Something similar may be occurring now. The North Korean economy appears to be improving largely as a result of expanding trade, much of it with China. However, this trade expansion may be attributable in large part to rising prices for North Korea’s exports, not rising volumes. And what goes up can come down. The Chinese government is in the midst of trying to deflate property bubbles and their economy is slowing. Economic growth remains uneven elsewhere around the world.  Some observers claim that we have seen the end of a “super-cycle” in commodities.

Most of North Korea’s exports consist of primary products, particularly minerals.  The figure above reproduces North Korean merchandise exports, the International Monetary Fund’s index of metals prices, and the World Bank’s index of the prices of commodities produced by low and middle income countries (LMICs).  The series are highly correlated. In particular, the price series closely trace the run-up in North Korea’s exports since 2009.  But since peaking a couple of years ago, commodity prices have been on a downward trend, and may amount to a “leading indicator” of sorts for the trade data which are only observed with a lag.

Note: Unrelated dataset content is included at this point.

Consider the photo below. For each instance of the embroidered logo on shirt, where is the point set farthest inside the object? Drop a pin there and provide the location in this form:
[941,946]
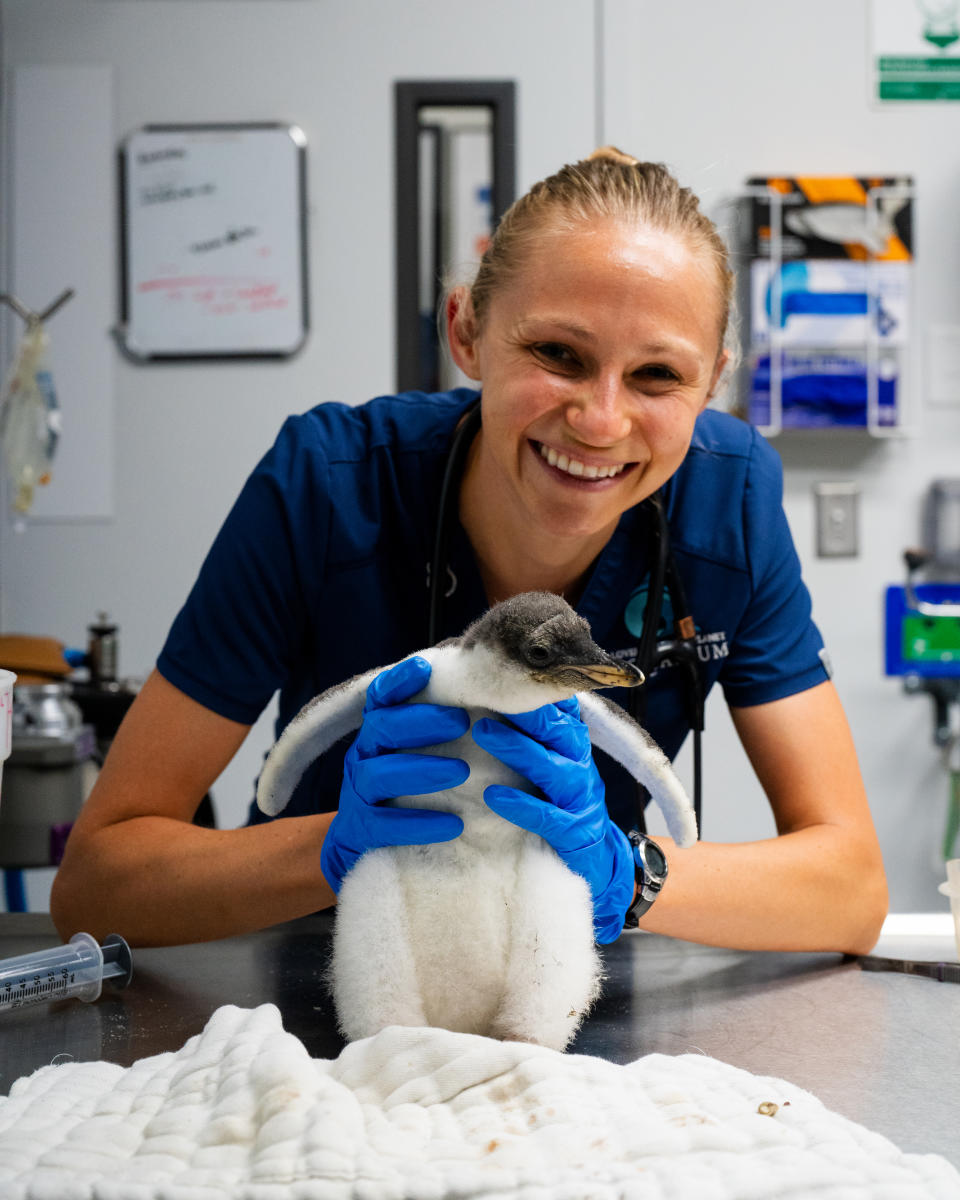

This pattern has worrisome implications for North Korea, suggesting that the country could be vulnerable to a slowing of Chinese and global growth, and a slump in commodity prices. If such were to eventuate (and I am not making any predictions here, simply sketching out a plausible scenario), then the apparent recent gains in the North Korean economy could go into reverse.  A young and relatively inexperienced leader could find himself in a challenging environment without a lot of policy levers at his disposal to cushion the fall.  Indeed, if as some argue North Korea is initiating reforms, the reforms could be associated with or, in the extreme, even blamed for, deteriorating performance.

Kim Jong-un had better hope that Zhou Xiaochuan, Ben Bernanke, and Mario Draghi are good at their jobs.   They may have a bigger impact on his ability to govern than the usual suspects.